Keep an eye on Washington this week as the American Optometric Association (AOA) – an advocacy group that spends nearly $2 million a year lobbying on the federal level alone – is flying thousands of its representatives to Washington to pressure lawmakers into backing their crony legislation.
These eye-care professionals are afraid that cost-cutting, vision-care apps are going to eat into their bottom line, so they’re trying to cozy up to Washington decision-makers in an attempt to ban the competition. It’s crony capitalism on full display.
With the simple use of a phone or tablet, apps such as Opternative, Simple Contacts, and GlassesOn allow users to adjust their eye prescriptions from the comfort of their own homes.

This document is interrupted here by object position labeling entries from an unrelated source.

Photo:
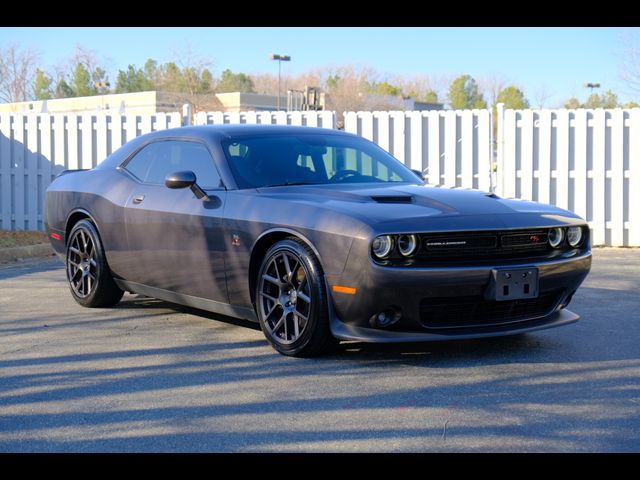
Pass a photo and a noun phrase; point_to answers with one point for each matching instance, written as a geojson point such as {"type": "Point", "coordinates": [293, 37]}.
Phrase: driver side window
{"type": "Point", "coordinates": [338, 159]}
{"type": "Point", "coordinates": [154, 162]}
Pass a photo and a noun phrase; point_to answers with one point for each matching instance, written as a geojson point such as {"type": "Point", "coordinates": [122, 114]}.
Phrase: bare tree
{"type": "Point", "coordinates": [193, 65]}
{"type": "Point", "coordinates": [542, 96]}
{"type": "Point", "coordinates": [422, 87]}
{"type": "Point", "coordinates": [492, 85]}
{"type": "Point", "coordinates": [17, 71]}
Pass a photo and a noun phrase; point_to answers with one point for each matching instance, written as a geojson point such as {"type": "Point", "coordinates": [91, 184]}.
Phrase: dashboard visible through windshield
{"type": "Point", "coordinates": [280, 159]}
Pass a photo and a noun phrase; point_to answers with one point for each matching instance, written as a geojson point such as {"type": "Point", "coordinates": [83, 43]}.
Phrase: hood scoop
{"type": "Point", "coordinates": [392, 198]}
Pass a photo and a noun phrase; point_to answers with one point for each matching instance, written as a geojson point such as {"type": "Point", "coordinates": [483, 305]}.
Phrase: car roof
{"type": "Point", "coordinates": [242, 130]}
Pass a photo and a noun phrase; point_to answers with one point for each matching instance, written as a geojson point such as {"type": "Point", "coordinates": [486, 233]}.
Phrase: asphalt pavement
{"type": "Point", "coordinates": [148, 376]}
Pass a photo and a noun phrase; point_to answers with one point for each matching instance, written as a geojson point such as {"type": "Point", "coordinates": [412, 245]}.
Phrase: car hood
{"type": "Point", "coordinates": [409, 207]}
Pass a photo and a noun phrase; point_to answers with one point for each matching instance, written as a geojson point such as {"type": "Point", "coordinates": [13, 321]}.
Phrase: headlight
{"type": "Point", "coordinates": [382, 246]}
{"type": "Point", "coordinates": [574, 236]}
{"type": "Point", "coordinates": [407, 244]}
{"type": "Point", "coordinates": [556, 235]}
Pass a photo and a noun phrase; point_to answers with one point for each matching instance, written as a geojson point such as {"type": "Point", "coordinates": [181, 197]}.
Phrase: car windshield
{"type": "Point", "coordinates": [314, 159]}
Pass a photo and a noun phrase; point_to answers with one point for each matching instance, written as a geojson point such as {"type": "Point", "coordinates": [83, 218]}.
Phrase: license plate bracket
{"type": "Point", "coordinates": [512, 284]}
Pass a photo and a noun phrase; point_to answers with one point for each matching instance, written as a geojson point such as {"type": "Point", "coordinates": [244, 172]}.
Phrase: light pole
{"type": "Point", "coordinates": [280, 58]}
{"type": "Point", "coordinates": [592, 86]}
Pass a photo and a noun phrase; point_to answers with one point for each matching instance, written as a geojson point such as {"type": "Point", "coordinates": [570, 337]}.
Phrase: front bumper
{"type": "Point", "coordinates": [410, 289]}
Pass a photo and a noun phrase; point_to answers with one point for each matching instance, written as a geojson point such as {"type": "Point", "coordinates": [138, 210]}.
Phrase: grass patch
{"type": "Point", "coordinates": [21, 238]}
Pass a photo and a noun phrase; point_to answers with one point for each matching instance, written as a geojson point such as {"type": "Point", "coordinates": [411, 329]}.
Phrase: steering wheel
{"type": "Point", "coordinates": [342, 174]}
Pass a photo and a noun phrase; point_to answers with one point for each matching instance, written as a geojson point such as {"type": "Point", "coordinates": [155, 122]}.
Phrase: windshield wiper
{"type": "Point", "coordinates": [288, 184]}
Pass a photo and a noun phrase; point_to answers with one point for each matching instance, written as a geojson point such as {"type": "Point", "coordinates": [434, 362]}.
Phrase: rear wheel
{"type": "Point", "coordinates": [90, 280]}
{"type": "Point", "coordinates": [291, 300]}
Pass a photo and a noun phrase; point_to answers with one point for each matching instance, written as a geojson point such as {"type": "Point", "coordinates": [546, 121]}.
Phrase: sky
{"type": "Point", "coordinates": [559, 60]}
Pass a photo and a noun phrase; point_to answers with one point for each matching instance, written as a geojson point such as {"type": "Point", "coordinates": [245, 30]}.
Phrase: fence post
{"type": "Point", "coordinates": [500, 148]}
{"type": "Point", "coordinates": [186, 114]}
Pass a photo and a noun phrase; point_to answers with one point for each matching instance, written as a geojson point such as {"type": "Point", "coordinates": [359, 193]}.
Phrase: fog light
{"type": "Point", "coordinates": [385, 318]}
{"type": "Point", "coordinates": [574, 236]}
{"type": "Point", "coordinates": [407, 244]}
{"type": "Point", "coordinates": [382, 246]}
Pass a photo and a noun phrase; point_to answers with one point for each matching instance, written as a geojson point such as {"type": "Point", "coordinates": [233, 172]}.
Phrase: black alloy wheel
{"type": "Point", "coordinates": [291, 300]}
{"type": "Point", "coordinates": [90, 279]}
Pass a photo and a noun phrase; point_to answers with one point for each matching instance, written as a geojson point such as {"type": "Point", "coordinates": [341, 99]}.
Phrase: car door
{"type": "Point", "coordinates": [175, 239]}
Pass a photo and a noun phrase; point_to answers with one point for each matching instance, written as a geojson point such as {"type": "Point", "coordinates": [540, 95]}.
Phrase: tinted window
{"type": "Point", "coordinates": [281, 159]}
{"type": "Point", "coordinates": [157, 160]}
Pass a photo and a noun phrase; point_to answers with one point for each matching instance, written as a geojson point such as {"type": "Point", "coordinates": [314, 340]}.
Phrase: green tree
{"type": "Point", "coordinates": [573, 102]}
{"type": "Point", "coordinates": [100, 81]}
{"type": "Point", "coordinates": [234, 82]}
{"type": "Point", "coordinates": [63, 90]}
{"type": "Point", "coordinates": [464, 93]}
{"type": "Point", "coordinates": [512, 97]}
{"type": "Point", "coordinates": [42, 86]}
{"type": "Point", "coordinates": [132, 80]}
{"type": "Point", "coordinates": [431, 96]}
{"type": "Point", "coordinates": [81, 82]}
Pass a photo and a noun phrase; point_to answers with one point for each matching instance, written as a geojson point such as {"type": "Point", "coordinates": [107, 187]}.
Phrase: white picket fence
{"type": "Point", "coordinates": [34, 148]}
{"type": "Point", "coordinates": [451, 147]}
{"type": "Point", "coordinates": [587, 161]}
{"type": "Point", "coordinates": [322, 119]}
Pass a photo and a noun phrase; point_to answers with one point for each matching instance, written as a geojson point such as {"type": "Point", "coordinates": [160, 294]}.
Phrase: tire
{"type": "Point", "coordinates": [291, 300]}
{"type": "Point", "coordinates": [88, 274]}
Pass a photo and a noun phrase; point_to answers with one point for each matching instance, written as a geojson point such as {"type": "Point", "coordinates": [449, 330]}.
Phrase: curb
{"type": "Point", "coordinates": [20, 253]}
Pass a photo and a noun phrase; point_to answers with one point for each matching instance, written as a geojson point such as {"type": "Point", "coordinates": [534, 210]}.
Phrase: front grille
{"type": "Point", "coordinates": [475, 311]}
{"type": "Point", "coordinates": [479, 245]}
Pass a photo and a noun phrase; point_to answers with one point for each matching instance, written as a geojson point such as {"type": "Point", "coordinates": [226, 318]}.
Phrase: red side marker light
{"type": "Point", "coordinates": [343, 289]}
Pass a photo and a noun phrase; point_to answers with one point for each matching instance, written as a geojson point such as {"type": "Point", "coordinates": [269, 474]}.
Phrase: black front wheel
{"type": "Point", "coordinates": [90, 280]}
{"type": "Point", "coordinates": [291, 300]}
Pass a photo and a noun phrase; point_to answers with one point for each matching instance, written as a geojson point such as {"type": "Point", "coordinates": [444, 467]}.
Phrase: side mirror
{"type": "Point", "coordinates": [180, 180]}
{"type": "Point", "coordinates": [183, 180]}
{"type": "Point", "coordinates": [418, 173]}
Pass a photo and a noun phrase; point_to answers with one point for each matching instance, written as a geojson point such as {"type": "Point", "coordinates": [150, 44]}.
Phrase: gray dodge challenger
{"type": "Point", "coordinates": [316, 234]}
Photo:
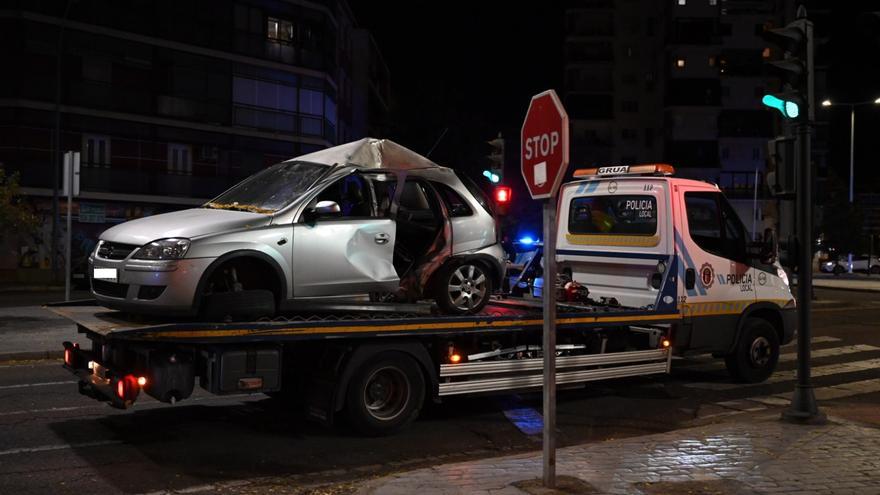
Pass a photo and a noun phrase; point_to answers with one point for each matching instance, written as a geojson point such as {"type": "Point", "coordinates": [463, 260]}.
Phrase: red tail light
{"type": "Point", "coordinates": [502, 194]}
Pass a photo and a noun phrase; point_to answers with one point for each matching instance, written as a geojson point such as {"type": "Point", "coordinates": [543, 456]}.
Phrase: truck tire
{"type": "Point", "coordinates": [239, 305]}
{"type": "Point", "coordinates": [462, 288]}
{"type": "Point", "coordinates": [385, 394]}
{"type": "Point", "coordinates": [756, 353]}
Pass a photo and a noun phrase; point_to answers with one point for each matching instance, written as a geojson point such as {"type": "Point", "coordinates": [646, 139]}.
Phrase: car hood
{"type": "Point", "coordinates": [189, 224]}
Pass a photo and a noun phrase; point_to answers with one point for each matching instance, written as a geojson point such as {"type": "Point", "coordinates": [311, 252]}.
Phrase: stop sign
{"type": "Point", "coordinates": [544, 145]}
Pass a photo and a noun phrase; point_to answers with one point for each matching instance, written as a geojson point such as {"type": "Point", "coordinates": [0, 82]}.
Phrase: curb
{"type": "Point", "coordinates": [7, 357]}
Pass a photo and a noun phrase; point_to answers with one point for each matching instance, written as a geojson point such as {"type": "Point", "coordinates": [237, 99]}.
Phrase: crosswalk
{"type": "Point", "coordinates": [856, 359]}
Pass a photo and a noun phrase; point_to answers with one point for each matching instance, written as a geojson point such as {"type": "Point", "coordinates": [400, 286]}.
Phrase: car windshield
{"type": "Point", "coordinates": [271, 189]}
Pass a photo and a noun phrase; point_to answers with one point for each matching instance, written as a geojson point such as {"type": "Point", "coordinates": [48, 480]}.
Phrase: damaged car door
{"type": "Point", "coordinates": [343, 242]}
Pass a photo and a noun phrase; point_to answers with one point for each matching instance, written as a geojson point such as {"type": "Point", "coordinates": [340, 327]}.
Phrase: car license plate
{"type": "Point", "coordinates": [108, 274]}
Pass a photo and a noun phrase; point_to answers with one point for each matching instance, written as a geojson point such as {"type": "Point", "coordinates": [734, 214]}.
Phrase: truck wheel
{"type": "Point", "coordinates": [756, 354]}
{"type": "Point", "coordinates": [462, 288]}
{"type": "Point", "coordinates": [385, 394]}
{"type": "Point", "coordinates": [240, 305]}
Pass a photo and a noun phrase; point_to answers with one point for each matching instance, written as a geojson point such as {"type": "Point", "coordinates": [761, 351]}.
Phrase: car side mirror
{"type": "Point", "coordinates": [322, 209]}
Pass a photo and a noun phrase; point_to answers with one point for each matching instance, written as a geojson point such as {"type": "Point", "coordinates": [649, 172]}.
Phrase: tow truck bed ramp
{"type": "Point", "coordinates": [97, 321]}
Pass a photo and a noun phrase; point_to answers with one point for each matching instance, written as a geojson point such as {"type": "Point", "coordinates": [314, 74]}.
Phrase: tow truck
{"type": "Point", "coordinates": [652, 266]}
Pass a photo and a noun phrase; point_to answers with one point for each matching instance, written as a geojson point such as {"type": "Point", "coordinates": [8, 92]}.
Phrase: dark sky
{"type": "Point", "coordinates": [472, 67]}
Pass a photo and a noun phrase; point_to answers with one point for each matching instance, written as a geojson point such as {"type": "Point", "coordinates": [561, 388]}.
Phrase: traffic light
{"type": "Point", "coordinates": [495, 172]}
{"type": "Point", "coordinates": [795, 69]}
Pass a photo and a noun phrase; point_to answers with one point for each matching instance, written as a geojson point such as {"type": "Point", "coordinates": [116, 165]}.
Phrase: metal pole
{"type": "Point", "coordinates": [803, 408]}
{"type": "Point", "coordinates": [68, 168]}
{"type": "Point", "coordinates": [549, 347]}
{"type": "Point", "coordinates": [755, 208]}
{"type": "Point", "coordinates": [852, 140]}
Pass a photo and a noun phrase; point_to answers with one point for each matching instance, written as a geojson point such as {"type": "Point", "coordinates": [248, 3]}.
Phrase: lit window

A board-certified ophthalmologist then signs off on the results, giving patients the freedom to shop for lenses anywhere they choose.
From a cost standpoint, these apps serve an important purpose. The average cost of a visit to an eye-care professional is $200 for an initial visit and $128 for an established patient. Now, these new apps allow consumers to receive a lens prescription for as low as $40. This is a relief for most Americans, especially when considering that 46% of the country can’t afford to shell out money for an unexpected $400 emergency expense.
The price estimates for an optometrist visit don’t factor into the cost of lenses when purchasing directly from their office—the lenses are extra. Eye-care professionals are unique in that they are some of the only specialists that sell what they prescribe. But, studies have shown that close to one-third of doctors refuse to obey existing law, which mandates that they give patients copies of their prescriptions so they can shop around. Oftentimes, the big-lens brands give themkickbacks on the sale of lenses made within their offices, incentivizing medical specialists to coerce patients into purchasing expensive brands directly from them at inflated prices.
These innovative apps are a foolproof solution for stopping these eye-care monopoly shell games. And, they are bringing eye-care into the twenty-first century. That’s precisely why the optometrist groups are spending so much time in Washington, to bolster their regulatory capture over the industry.
The AOA is actively looking for Members of Congress to re-introduce their crony legislation, the Contact Lens Consumer Health Protection Act (CLCHPA). This bill is the first step in the AOA plan to completely ban third-party lens sellers, such as Walmart, Costco, and a multitude of online sellers. This is cronyism run amok. If passed, CLCHPA will give eye-care specialists the unlimited power to veto prospective third-party transactions. Current law provides a window for specialists to act. However, CLCHPA will give the AOA the control to pocket-veto transactions by simply refusing to respond to the patient’s request.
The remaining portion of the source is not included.